Recipe: Plan a GCP Cloud Run Deployment

Run this from the root of your repo:

contenox run --chain .contenox/chain-linear-planner.json --shell \
  "Read enterprise/site/next.config.ts and .github/workflows/dockerpublish.yml.
   List your Linear teams. Then create one Linear issue per task needed to
   deploy the enterprise site to GCP Cloud Run.
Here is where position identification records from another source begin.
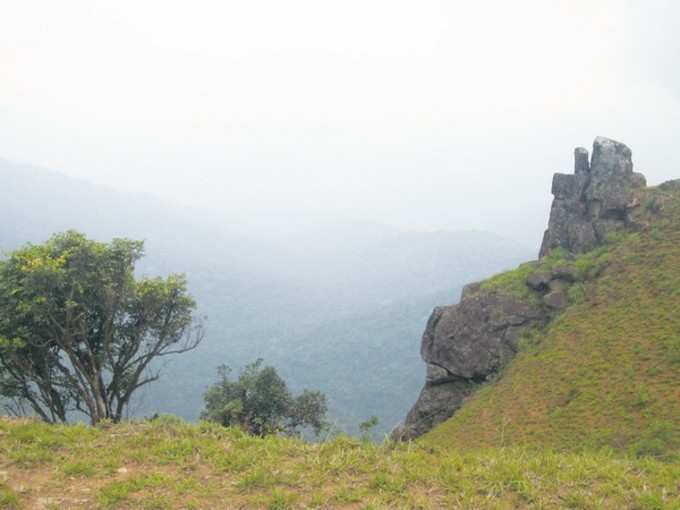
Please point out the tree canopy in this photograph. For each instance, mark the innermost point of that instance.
(260, 402)
(78, 331)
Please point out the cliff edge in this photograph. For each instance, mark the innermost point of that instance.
(466, 344)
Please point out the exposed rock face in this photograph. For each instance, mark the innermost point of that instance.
(595, 200)
(465, 344)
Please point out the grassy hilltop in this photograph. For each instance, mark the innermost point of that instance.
(607, 371)
(170, 464)
(587, 415)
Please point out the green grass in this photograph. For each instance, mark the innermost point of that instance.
(585, 416)
(286, 473)
(606, 372)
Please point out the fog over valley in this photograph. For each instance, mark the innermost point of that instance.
(324, 173)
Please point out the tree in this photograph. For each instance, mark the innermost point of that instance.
(259, 401)
(78, 331)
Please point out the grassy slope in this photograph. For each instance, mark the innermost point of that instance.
(170, 464)
(606, 372)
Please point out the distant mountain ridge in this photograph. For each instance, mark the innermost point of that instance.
(279, 294)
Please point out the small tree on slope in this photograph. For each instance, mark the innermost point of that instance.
(78, 332)
(259, 401)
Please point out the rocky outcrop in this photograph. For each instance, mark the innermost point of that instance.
(466, 344)
(463, 345)
(593, 201)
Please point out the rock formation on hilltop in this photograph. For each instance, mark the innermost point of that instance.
(595, 200)
(466, 344)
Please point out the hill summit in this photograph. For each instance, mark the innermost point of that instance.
(579, 347)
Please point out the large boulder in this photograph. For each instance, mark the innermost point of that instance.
(594, 201)
(463, 345)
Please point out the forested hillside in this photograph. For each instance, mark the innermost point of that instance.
(334, 306)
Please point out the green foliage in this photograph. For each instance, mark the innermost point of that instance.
(78, 332)
(366, 426)
(284, 472)
(603, 373)
(260, 402)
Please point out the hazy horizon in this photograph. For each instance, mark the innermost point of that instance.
(440, 115)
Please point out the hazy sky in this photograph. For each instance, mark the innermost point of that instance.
(423, 113)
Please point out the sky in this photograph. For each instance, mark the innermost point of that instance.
(427, 114)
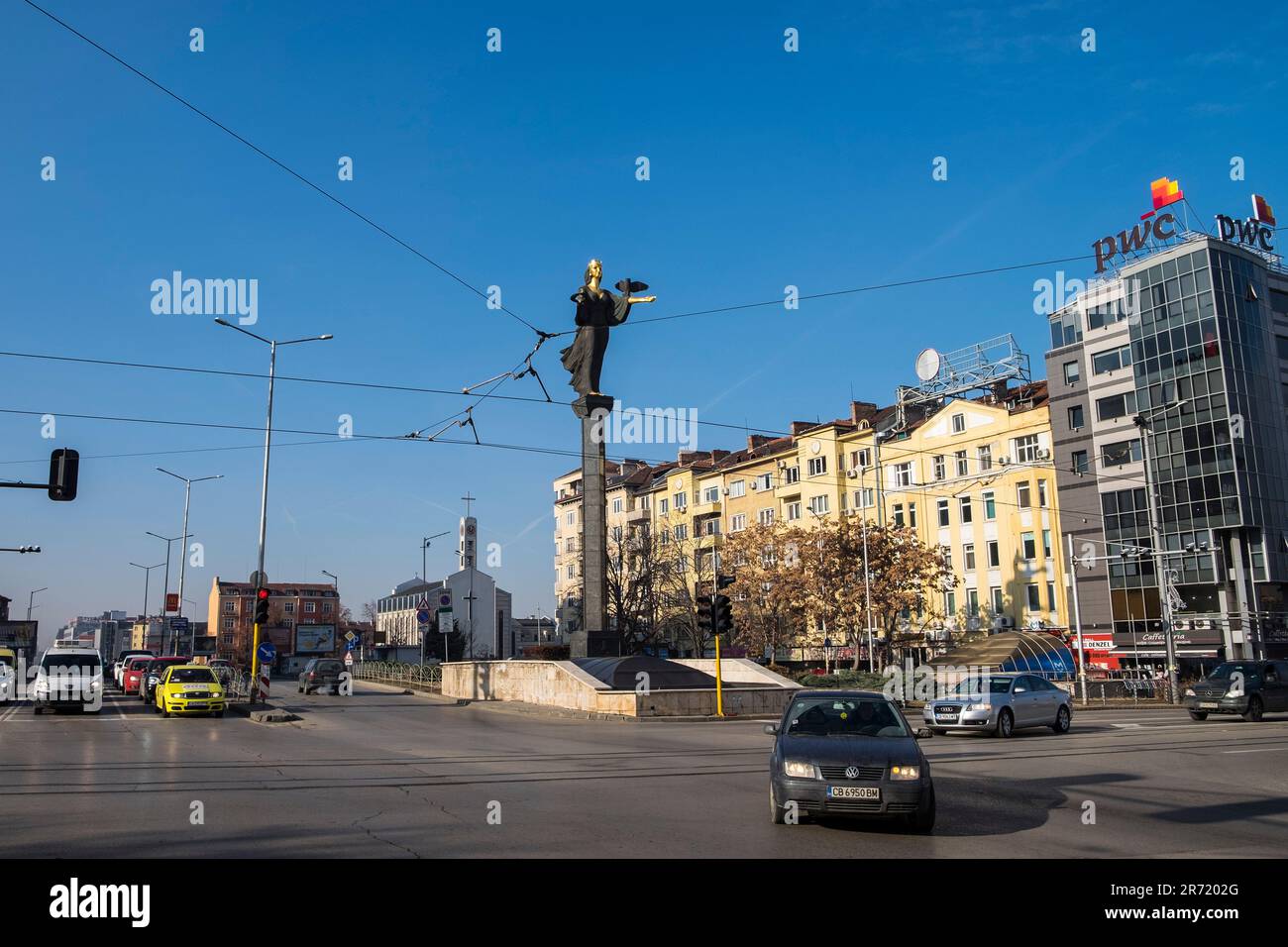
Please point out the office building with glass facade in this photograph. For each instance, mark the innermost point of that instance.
(1186, 347)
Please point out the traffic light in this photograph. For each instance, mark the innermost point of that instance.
(724, 615)
(262, 607)
(63, 470)
(704, 615)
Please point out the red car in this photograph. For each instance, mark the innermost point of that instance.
(133, 672)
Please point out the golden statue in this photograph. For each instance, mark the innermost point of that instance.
(597, 311)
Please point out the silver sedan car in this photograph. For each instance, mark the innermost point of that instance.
(1001, 703)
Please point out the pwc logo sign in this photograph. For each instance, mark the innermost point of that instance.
(1256, 231)
(1162, 227)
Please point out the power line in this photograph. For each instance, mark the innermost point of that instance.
(295, 174)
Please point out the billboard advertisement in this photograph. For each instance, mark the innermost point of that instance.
(314, 639)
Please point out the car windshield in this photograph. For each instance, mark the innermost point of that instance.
(844, 716)
(1231, 668)
(973, 685)
(77, 663)
(192, 676)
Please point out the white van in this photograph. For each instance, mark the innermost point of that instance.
(68, 676)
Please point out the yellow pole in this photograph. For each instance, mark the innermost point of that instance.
(719, 693)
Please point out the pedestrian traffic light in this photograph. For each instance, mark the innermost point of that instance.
(722, 609)
(63, 471)
(704, 615)
(262, 607)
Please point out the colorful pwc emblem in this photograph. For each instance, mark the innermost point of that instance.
(1163, 191)
(1262, 211)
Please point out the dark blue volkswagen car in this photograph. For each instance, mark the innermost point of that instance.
(849, 753)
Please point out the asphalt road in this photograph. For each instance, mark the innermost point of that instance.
(386, 775)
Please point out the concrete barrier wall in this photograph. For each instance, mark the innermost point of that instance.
(565, 684)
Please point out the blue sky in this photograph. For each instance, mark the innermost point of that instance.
(511, 169)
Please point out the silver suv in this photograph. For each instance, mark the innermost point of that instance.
(1001, 703)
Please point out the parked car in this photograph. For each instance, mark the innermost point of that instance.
(321, 674)
(849, 753)
(1249, 688)
(134, 671)
(1001, 703)
(154, 673)
(189, 689)
(123, 657)
(68, 677)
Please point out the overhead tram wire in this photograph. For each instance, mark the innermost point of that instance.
(279, 163)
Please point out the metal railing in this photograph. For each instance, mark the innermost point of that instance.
(425, 677)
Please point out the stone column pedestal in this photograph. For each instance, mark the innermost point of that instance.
(593, 639)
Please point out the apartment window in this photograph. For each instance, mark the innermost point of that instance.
(1113, 360)
(1025, 449)
(1116, 406)
(1121, 453)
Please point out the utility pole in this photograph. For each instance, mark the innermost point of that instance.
(268, 442)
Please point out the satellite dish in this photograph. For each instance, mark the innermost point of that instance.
(927, 365)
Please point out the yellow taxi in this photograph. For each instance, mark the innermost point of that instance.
(189, 689)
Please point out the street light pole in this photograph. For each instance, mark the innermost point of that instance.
(1162, 578)
(147, 577)
(31, 598)
(268, 444)
(183, 554)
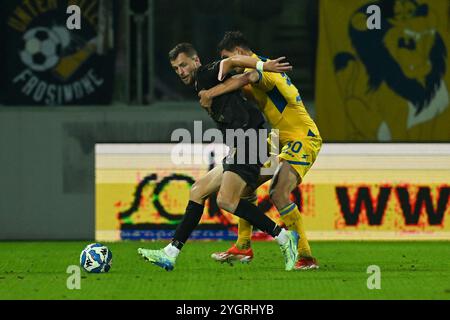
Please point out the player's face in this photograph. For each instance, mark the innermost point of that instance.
(228, 54)
(185, 66)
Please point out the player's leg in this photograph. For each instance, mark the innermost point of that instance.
(283, 182)
(201, 189)
(296, 158)
(241, 250)
(229, 199)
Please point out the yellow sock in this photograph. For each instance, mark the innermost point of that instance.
(292, 218)
(245, 229)
(244, 234)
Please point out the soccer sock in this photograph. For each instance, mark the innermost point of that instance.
(293, 220)
(282, 238)
(251, 213)
(171, 250)
(245, 229)
(191, 219)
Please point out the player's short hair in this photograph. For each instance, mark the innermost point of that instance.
(186, 48)
(233, 39)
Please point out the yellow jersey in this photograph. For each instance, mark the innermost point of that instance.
(282, 105)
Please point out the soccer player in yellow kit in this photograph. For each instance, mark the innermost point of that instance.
(299, 139)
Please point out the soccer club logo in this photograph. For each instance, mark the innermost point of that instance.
(42, 48)
(48, 64)
(393, 80)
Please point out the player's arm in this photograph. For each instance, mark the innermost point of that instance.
(230, 85)
(240, 61)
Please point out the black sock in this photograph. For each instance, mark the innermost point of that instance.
(251, 213)
(191, 219)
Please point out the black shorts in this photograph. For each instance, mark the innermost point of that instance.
(246, 163)
(248, 172)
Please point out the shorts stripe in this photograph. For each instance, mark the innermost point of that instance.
(299, 163)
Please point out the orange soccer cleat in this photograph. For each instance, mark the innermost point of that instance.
(234, 254)
(306, 263)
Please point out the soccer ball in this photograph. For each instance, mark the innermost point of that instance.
(42, 49)
(96, 258)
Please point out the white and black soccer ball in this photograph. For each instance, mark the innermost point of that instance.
(41, 49)
(96, 258)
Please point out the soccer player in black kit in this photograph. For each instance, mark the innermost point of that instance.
(230, 111)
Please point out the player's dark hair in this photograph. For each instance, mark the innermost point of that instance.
(186, 48)
(233, 39)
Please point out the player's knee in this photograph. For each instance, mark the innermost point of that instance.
(226, 202)
(279, 197)
(197, 192)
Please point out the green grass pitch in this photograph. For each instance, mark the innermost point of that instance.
(409, 270)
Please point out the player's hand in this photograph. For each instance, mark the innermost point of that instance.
(277, 65)
(205, 100)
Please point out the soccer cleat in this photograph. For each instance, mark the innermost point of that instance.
(234, 254)
(306, 263)
(289, 250)
(159, 258)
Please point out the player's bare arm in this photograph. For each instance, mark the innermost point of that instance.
(241, 61)
(235, 83)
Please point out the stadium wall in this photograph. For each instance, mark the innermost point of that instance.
(47, 162)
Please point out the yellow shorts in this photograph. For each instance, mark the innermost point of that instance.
(300, 154)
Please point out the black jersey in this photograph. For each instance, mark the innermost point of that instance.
(231, 110)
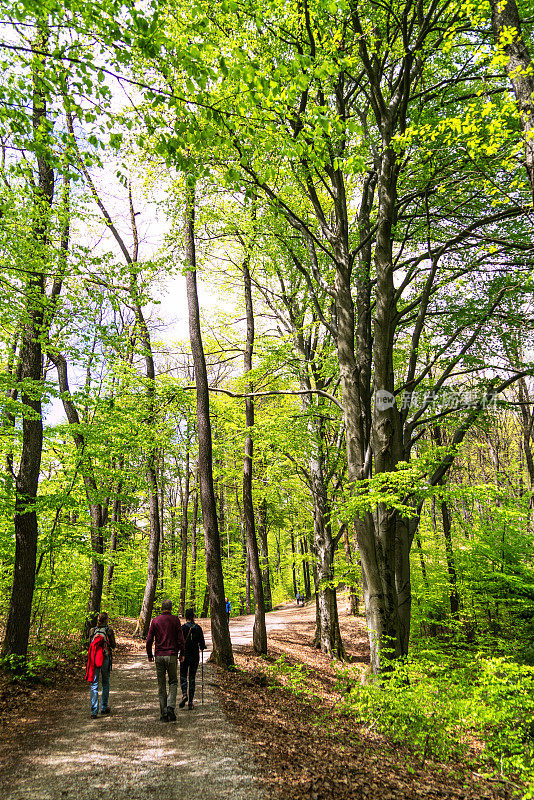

Reference specific files and
   line numbers in each issue description."

What the agent actually did:

  1. cat enterprise/site/next.config.ts → found output: "export" and trailingSlash: true (GitHub Pages config)
  2. cat .github/workflows/dockerpublish.yml → found the Docker build/push steps and the gh-pages deploy action
  3. ls enterprise/site/Dockerfile → not found (missing)
  4. Listed Linear teams → found Development
  5. Created three tickets:
TicketTitleGrounded in
DEV-116Configure Next.js output for Cloud Run deploymentnext.config.ts lines 3-6: output: "export"
DEV-117Adapt Dockerfile for Cloud Run deploymentdockerpublish.yml lines 58-62: runtime-api Docker build step
DEV-118Create Cloud Run service for enterprise sitedockerpublish.yml lines 58-65: GHCR image name

Why It Works

contenox run with --shell gives the model real file access. The Linear MCP gives it real write access to your project tracker. Together, the model doesn't guess — it reads your files and creates issues that a human engineer would write.

The persistent MCP connection means the model's Linear session stays open across all tool calls. If it needed to fetch an issue, update it, and create a child — that's one unbroken conversation with Linear's API, not three separate auth flows.


Adapting This Recipe

Change the prompt to match your team's workflow:

# Plan a database migration
contenox run --chain .contenox/chain-linear-planner.json --shell \
  "Read the schema files in db/migrations/ and create Linear issues for
   migrating from Postgres 14 to 16. One issue per breaking change found."

# Triage a failing test suite
go test ./... 2>&1 | contenox run --chain .contenox/chain-linear-planner.json \
  "Create a Linear bug ticket for each failing test. Include the test name
   and the exact error message in the description."

# Break down a feature from a spec file
cat SPEC.md | contenox run --chain .contenox/chain-linear-planner.json \
  "Read this spec and create Linear issues for each implementation task.
   Use the spec section headers as issue titles."